The bigger fear is that the Bharatiya Janata Party, now comfortable in the afterglow of a second massive victory in the general elections, do not see how crucial a growing economy is for the Indian narrative.

“Over [the] years, India rose as a moderate, predictable and stable continent-sized growth island in a turbulent world, a magnet for global portfolio and direct investment,” wrote Shekhar Gupta. “It gave big powers – including China – and their corporations a stake in India’s stability and security... A growing GDP was now more powerful than all the megatonnage of nuclear weapons.”

Losing that asset could put everything at risk. And with the government’s finances in a shambles, despite a massive transfer of funds from the Reserve Bank of India, it remains unclear whether enough has been done to arrest the slide.

This is important right now because, as the BJP’s political leaders turn their focus on upcoming state elections, Sitharaman will have to begin the process of preparing next year’s Budget – one that will undoubtedly involve making some very tough decisions.

Catch up:

Kashmir remains under lockdown, more than a month after Indian authorities suspended civil liberties. National Security Advisor Ajit Doval says he is “fully convinced” that most Kashmiris support the move, yet the government will not let them actually say so themselves.

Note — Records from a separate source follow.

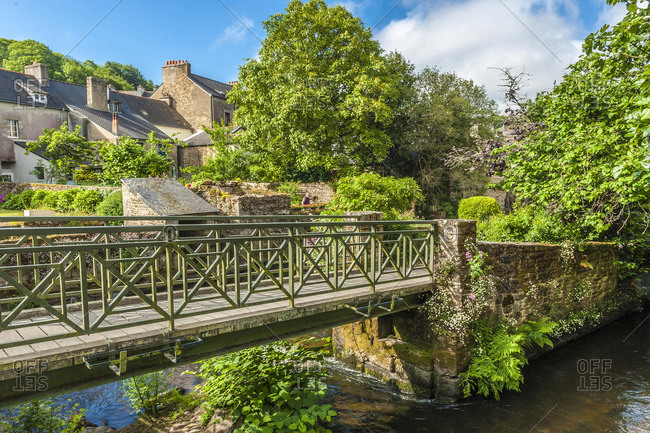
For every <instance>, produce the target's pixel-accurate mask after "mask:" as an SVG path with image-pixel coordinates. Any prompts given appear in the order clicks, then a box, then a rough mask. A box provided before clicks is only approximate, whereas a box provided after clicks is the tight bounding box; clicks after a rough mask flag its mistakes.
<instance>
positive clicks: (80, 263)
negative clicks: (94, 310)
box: [79, 250, 90, 332]
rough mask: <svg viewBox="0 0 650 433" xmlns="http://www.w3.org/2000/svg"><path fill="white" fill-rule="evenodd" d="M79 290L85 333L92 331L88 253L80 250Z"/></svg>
mask: <svg viewBox="0 0 650 433" xmlns="http://www.w3.org/2000/svg"><path fill="white" fill-rule="evenodd" d="M79 290H80V292H81V293H80V294H81V314H82V316H83V324H84V326H83V327H84V331H85V332H89V331H90V317H89V314H90V311H88V279H87V276H86V252H85V251H84V250H79Z"/></svg>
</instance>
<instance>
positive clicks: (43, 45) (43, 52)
mask: <svg viewBox="0 0 650 433" xmlns="http://www.w3.org/2000/svg"><path fill="white" fill-rule="evenodd" d="M34 62H39V63H43V64H45V65H47V72H48V75H49V77H50V79H54V80H59V81H65V82H68V83H75V84H81V85H85V84H86V78H87V77H89V76H91V75H92V76H95V77H99V78H103V79H105V80H106V81H107V82H108V83H109V84H111V85H112V86H113V87H114V88H115V89H117V90H135V89H136V88H137V86H138V85H141V86H143V87H145V88H147V89H152V88H153V82H152V81H151V80H146V79H145V78H144V76H143V75H142V72H140V71H139V70H138V69H137V68H135V67H134V66H131V65H122V64H120V63H117V62H110V61H108V62H106V63H105V64H104V65H103V66H101V65H97V64H95V63H94V62H92V61H90V60H86V61H85V62H83V63H81V62H79V61H77V60H74V59H72V58H70V57H65V56H64V55H62V54H59V53H55V52H53V51H51V50H50V49H49V48H48V47H46V46H45V45H43V44H42V43H40V42H37V41H34V40H30V39H26V40H23V41H16V40H11V39H0V67H2V68H3V69H9V70H10V71H16V72H23V71H24V69H25V66H26V65H31V64H32V63H34Z"/></svg>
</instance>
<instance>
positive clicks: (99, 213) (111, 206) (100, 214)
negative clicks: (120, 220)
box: [97, 191, 124, 216]
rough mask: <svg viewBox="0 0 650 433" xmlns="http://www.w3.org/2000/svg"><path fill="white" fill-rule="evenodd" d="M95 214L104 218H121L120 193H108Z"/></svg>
mask: <svg viewBox="0 0 650 433" xmlns="http://www.w3.org/2000/svg"><path fill="white" fill-rule="evenodd" d="M97 213H99V214H100V215H104V216H122V215H124V211H123V209H122V191H114V192H112V193H110V194H109V195H108V196H107V197H106V198H105V199H104V201H102V202H101V203H100V204H99V206H98V207H97Z"/></svg>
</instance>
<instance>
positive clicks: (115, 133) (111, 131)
mask: <svg viewBox="0 0 650 433" xmlns="http://www.w3.org/2000/svg"><path fill="white" fill-rule="evenodd" d="M119 126H120V114H119V113H113V127H112V128H111V132H112V133H113V135H115V136H117V135H118V132H119Z"/></svg>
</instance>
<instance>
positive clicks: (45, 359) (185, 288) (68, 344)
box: [0, 215, 444, 406]
mask: <svg viewBox="0 0 650 433" xmlns="http://www.w3.org/2000/svg"><path fill="white" fill-rule="evenodd" d="M237 218H238V221H233V220H232V218H231V220H228V219H226V218H220V217H205V216H202V217H184V218H183V221H178V217H169V218H164V217H161V218H155V217H146V218H136V217H128V223H129V224H132V225H113V224H124V223H126V222H127V221H126V219H127V218H126V217H112V218H105V219H103V220H102V222H101V223H99V222H94V223H92V222H90V221H98V219H97V218H96V217H92V218H91V217H88V218H75V219H70V218H47V219H46V220H47V221H48V224H51V225H56V226H51V227H42V226H35V227H22V226H21V227H14V226H7V220H6V218H3V219H4V220H5V221H4V222H3V221H0V223H3V224H4V226H3V227H1V228H0V406H6V405H10V404H16V403H18V402H20V401H25V400H29V399H33V398H42V397H45V396H47V395H49V394H55V393H61V392H64V391H70V390H74V389H79V388H84V387H90V386H94V385H97V384H100V383H105V382H108V381H112V380H117V379H119V378H120V377H124V376H125V375H128V377H130V376H131V375H132V374H140V373H143V372H147V371H153V370H160V369H164V368H170V367H172V366H173V365H174V363H179V362H183V363H188V362H193V361H198V360H201V359H205V358H207V357H212V356H217V355H219V354H223V353H227V352H230V351H234V350H239V349H242V348H245V347H250V346H252V345H257V344H262V343H266V342H269V341H273V340H276V339H284V338H288V337H292V336H297V335H301V334H306V333H310V332H314V331H318V330H322V329H327V328H331V327H333V326H339V325H342V324H346V323H351V322H354V321H357V320H359V319H362V318H367V317H374V316H380V315H386V314H392V313H394V312H399V311H402V310H404V309H408V308H412V307H415V306H417V305H418V303H419V302H421V296H420V294H421V293H423V292H426V291H429V290H431V288H432V275H433V271H434V266H435V264H436V260H437V257H438V251H439V246H440V242H441V239H444V233H439V232H440V230H439V222H438V221H394V222H391V221H381V220H379V221H376V220H375V221H367V220H364V218H365V217H363V216H362V217H351V216H349V215H348V216H344V217H328V218H317V219H314V218H313V217H309V218H305V219H301V217H297V216H291V217H288V216H272V217H265V218H257V219H256V218H254V217H250V218H246V219H245V220H244V219H242V218H243V217H237ZM289 218H291V220H288V219H289ZM20 219H23V220H25V219H24V218H18V220H20ZM145 219H146V220H147V221H138V220H145ZM15 220H16V219H15V218H14V219H13V221H15ZM152 220H155V221H152ZM27 221H28V222H30V223H34V222H38V218H31V219H28V220H27ZM142 223H145V224H147V225H135V224H142ZM87 224H92V225H87Z"/></svg>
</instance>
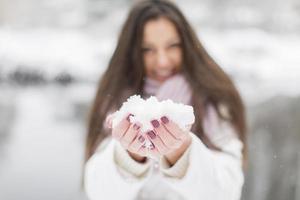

The United Nations General Assembly, starting today, could see more sparring between India and Pakistan over Kashmir. Indian diplomats have been trying to reach out to other countries to explain its stance.

India’s first attempt to send a rover to the surface of the moon was unsuccessful. The Indian Space Research Organisation lost contact with the rover just as it was about to touch down.

A BJP leader said the government would have to persuade Bangladesh to take citizens that India believes immigrated illegally. Bangladesh’s position so far makes this seem unlikely, but the comments add to uncertainty over the fallout of Assam’s National Register of Citizens.

Congress leader Shashi Tharoor spoke out against his party trying to push “Hindutva lite” and “majority appeasement.” This comes not long after he received some blowback for supporting fellow Congress leader Jairam Ramesh’s argument that constantly demonising Modi did not help the Opposition’s cause.